Un salarié licencié estime que son droit à la déconnexion n’a pas été respecté par son employeur, en raison de l’absence de dispositif et de consignes claires à ce sujet. Il indique notamment avoir traité et répondu à des courriels pendant son arrêt maladie, ce qui constituerait selon lui une violation de son droit à la déconnexion.

Le droit à la déconnexion, prévu par l’article L.2242-17 du Code du travail, impose aux entreprises de définir les modalités d’exercice de ce droit et de mettre en place des dispositifs de régulation des outils numériques, garantissant le respect des temps de repos, de congé et de vie personnelle. À défaut d’accord, une charte doit être élaborée après avis du comité social et économique le cas échéant, et accompagnée d’actions de formation et de sensibilisation.
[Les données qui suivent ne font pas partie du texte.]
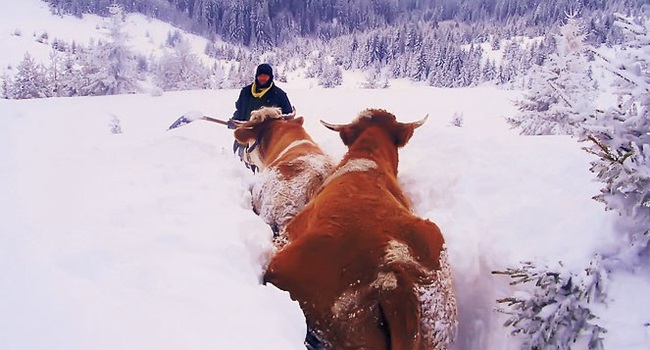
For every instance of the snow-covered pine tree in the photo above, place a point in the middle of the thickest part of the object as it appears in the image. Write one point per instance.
(30, 81)
(561, 92)
(181, 69)
(111, 69)
(553, 309)
(620, 139)
(331, 75)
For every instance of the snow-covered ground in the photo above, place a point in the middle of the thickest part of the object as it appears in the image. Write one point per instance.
(146, 239)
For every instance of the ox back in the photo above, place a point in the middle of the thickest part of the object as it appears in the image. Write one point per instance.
(367, 272)
(292, 167)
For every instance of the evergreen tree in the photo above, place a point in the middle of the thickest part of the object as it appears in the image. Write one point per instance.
(562, 92)
(180, 69)
(30, 81)
(109, 66)
(555, 309)
(620, 139)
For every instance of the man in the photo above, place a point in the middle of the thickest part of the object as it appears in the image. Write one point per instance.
(261, 93)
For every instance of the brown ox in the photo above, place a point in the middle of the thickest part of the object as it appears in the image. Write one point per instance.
(367, 272)
(292, 167)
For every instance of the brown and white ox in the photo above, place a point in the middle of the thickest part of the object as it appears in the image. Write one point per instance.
(292, 167)
(367, 272)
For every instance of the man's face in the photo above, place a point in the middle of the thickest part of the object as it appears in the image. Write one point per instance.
(263, 79)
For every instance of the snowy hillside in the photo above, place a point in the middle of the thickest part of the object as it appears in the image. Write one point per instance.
(146, 239)
(118, 234)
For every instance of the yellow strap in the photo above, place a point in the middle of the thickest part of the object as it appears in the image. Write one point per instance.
(261, 93)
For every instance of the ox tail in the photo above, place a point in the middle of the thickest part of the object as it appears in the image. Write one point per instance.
(400, 308)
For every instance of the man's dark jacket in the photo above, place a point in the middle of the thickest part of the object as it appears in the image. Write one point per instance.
(246, 103)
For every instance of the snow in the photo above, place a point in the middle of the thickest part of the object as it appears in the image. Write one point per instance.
(147, 240)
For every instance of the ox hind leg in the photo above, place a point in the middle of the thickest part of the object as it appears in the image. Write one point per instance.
(400, 308)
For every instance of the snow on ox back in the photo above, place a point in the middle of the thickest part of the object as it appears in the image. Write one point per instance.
(367, 272)
(292, 166)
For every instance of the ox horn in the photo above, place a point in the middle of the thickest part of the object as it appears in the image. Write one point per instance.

Cette obligation s’inscrit dans le cadre plus large de l’obligation de sécurité incombant à l’employeur.

La Cour de cassation a rejeté le pourvoi, considérant que le salarié n’était pas tenu de traiter immédiatement ces courriels, principalement des notifications automatiques, et qu’il s’était connecté de sa propre initiative.
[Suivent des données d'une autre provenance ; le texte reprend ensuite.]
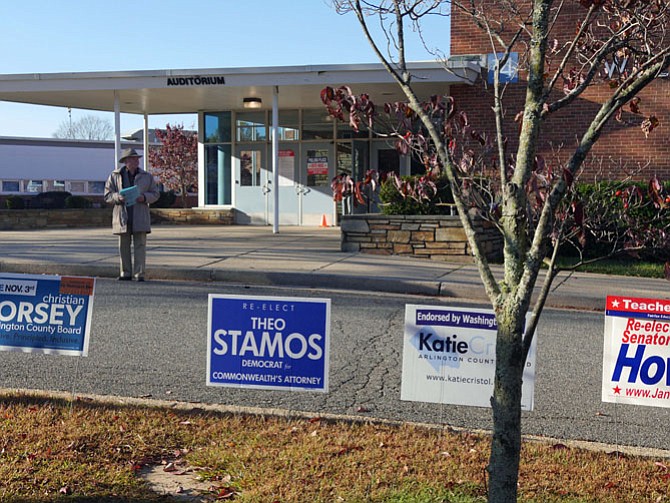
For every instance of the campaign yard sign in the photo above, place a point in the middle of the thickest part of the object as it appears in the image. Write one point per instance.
(636, 352)
(45, 314)
(278, 343)
(449, 357)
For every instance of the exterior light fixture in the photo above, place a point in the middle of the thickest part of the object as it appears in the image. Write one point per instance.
(252, 102)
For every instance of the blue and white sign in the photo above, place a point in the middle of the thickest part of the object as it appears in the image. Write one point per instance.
(449, 356)
(508, 73)
(45, 314)
(278, 343)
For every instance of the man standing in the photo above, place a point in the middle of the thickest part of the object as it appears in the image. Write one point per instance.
(131, 219)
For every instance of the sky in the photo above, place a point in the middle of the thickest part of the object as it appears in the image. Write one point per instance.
(47, 36)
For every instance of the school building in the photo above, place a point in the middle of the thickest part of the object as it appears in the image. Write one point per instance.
(268, 150)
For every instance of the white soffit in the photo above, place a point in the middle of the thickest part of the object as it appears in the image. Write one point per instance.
(188, 91)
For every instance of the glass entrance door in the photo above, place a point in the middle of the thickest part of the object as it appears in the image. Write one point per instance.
(253, 179)
(317, 170)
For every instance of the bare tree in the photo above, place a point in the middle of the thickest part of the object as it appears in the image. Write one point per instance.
(89, 127)
(564, 49)
(175, 160)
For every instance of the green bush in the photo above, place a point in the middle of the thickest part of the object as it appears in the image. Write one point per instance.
(165, 200)
(395, 203)
(15, 203)
(621, 209)
(78, 202)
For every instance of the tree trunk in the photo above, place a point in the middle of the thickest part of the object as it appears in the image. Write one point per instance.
(506, 403)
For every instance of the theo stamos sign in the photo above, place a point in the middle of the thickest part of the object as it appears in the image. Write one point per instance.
(45, 314)
(278, 343)
(449, 357)
(636, 352)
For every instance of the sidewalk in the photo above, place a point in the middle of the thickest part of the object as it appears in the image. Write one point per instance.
(296, 256)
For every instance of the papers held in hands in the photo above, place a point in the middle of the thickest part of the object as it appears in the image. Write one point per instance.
(130, 195)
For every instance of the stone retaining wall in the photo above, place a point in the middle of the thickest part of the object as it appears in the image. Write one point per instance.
(431, 236)
(193, 216)
(102, 217)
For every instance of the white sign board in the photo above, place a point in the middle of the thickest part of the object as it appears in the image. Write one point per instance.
(45, 314)
(449, 357)
(636, 351)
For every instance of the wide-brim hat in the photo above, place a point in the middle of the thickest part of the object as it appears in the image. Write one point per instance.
(129, 152)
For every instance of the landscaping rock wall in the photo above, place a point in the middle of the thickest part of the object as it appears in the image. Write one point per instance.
(433, 237)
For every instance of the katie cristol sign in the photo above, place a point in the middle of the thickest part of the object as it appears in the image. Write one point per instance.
(636, 353)
(279, 343)
(449, 356)
(45, 314)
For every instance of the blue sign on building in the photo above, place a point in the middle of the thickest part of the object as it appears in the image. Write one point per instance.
(508, 73)
(45, 314)
(279, 343)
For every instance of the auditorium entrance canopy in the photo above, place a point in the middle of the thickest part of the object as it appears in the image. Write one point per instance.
(265, 140)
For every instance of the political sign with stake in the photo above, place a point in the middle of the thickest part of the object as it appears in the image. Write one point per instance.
(45, 314)
(636, 351)
(278, 343)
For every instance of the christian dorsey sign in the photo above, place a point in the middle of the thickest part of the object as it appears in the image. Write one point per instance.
(45, 314)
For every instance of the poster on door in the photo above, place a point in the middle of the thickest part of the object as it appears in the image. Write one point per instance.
(636, 351)
(317, 168)
(286, 168)
(45, 314)
(449, 357)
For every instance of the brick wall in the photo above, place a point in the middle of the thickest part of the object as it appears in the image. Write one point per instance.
(431, 237)
(622, 146)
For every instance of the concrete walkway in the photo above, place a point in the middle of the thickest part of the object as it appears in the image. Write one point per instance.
(296, 256)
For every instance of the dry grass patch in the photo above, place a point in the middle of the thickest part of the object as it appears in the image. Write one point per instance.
(94, 452)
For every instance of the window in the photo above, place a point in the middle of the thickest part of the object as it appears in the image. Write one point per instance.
(218, 174)
(316, 125)
(11, 186)
(250, 168)
(250, 126)
(289, 125)
(96, 187)
(217, 127)
(35, 186)
(77, 187)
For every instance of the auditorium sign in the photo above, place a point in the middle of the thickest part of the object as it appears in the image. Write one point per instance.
(197, 80)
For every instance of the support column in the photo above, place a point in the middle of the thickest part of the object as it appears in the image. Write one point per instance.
(275, 157)
(117, 129)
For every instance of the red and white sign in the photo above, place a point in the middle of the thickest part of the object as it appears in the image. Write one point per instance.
(636, 352)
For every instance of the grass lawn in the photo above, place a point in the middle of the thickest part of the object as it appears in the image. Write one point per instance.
(621, 267)
(52, 450)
L’absence de dispositif formel ne constitue pas en soi une présomption de violation du droit à la déconnexion dès lors que le salarié ne démontre pas avoir été contraint de rester connecté ou de répondre. La preuve d’une sollicitation hors temps de travail incombe au salarié, et une simple connexion volontaire ne suffit pas à engager la responsabilité de l’employeur.

Cette décision rappelle que des consignes claires en matière de droit à la déconnexion restent obligatoires, mais que l’employeur ne peut être sanctionné sur le fondement de cette absence d’information.